Co do głównego wątku autora tematu, to z rzeczy które mogły pójść źle (tych najistotniejszych) to: ustawienie roweru, dieta, trening, który nie jest treningiem a jazdą z dupy.
Ustawienie roweru. Upewnij się, że jesteś dość prawidłowo ustawiony na rowerze - jest sporo poradników w necie, jak ustawić wysokość, wysunięcie, pochylenie siodełka itp. Sprawdź również, że ram jest pod Twój wzrost. Scott speedster to taki endurance, więc jeśli ktoś nie pokusił się o przycięcie rury sterowej i zakładając, że rama tj. jej wielkość jest odpowiednia do Twojego wzrostu - temat ten powinieneś sobie szybko ogarnąć.
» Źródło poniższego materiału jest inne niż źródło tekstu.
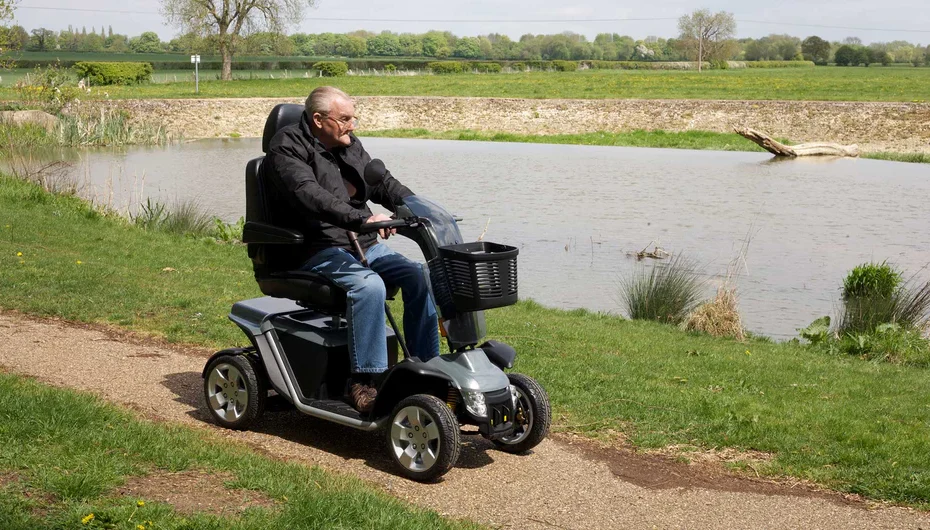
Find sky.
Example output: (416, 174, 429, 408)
(10, 0, 930, 45)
Dieta. Jak już trochę się ruszasz, to powinieneś zadbać o odpowiednią ilość węglowodanów oraz białka. Tyczy się to nie tylko okresu potreningowego, ale również przed i w trakcie wysiłku. Jeśli Twoje jazdy są czasowo dłuższe niż1,5h - 2h warto byłoby coś zjeść (węglowodany). U siebie zauważyłem, że mała ilość białka, albo pomijanie go w diecie po treningu właśnie skutkowała silniejszymi i dłuższymi bólami mięśni (a rocznie robię kilkanaście tys. km). Pisząc o diecie nie zapominaj o nawadnianiu (ogólnie - nie tylko podczas treningu).
Trening. Napisałeś, że jeździłeś treningowo. A ja bym się zapytał w oparciu o co robiłeś te interwały? 😀 Jaki był ich punkt odniesienia? Puls, waty? Czym są te Twoje przejazdy wytrzymałościowe? Jak monitorujesz progres? Ogólnie to widzę to tak. Chcesz się rozwijać - super, ale zrób to z jakimś minimum racjonalności jakim będzie zakup pulsometru. Dzięki niemu poznasz z czasem swoje maksimum, co pozwoli Ci również ustawić się dość precyzyjnie treningowo, tzn. umożliwi Ci zapewnienie, że jazda wytrzymałościowa, jest faktycznie jazdą wytrzymałościową, a nie ponad to. Możliwe, że wydaje Ci się, że jeździsz wytrzymałościowo, a są to np. przejazdy w strefie tempo, tego nie wiemy i ciężko wywnioskować ze średniej bo na nią wpływ ma ukształtowanie terenu, wiatr, pozycja na rowerze i szereg innych czynników. Dość powiedzieć, że u mnie zdarzają się jazdy w drugiej strefie ze średnią pod 34 km/h.
Poza tym po każdym treningu warto się trochę porozciągać.
Możliwe, że masz kilka rzeczy do ogarnięcia, ja bym na początek ogarnął te 3. Poza tym zalecałbym jednak 4 intensywności w tygodniu. I tak, powinieneś dogłębnie przeanalizować także ich intensywność, bo trening po którym odpoczywasz te przykładowe 4 dni do niczego Cię nie doprowadzi, albo szybko zatrzymasz się w miejscu. Poza tym, po 4 miesiącach dość fajnej objętości, uważam osobiście, że można myśleć o jakimś tam treningu, ale podstawą jest tutaj punkt wyjścia, czyli dobrze przepracowany okres bez większych problemów m.in. takich które Ty obecnie masz.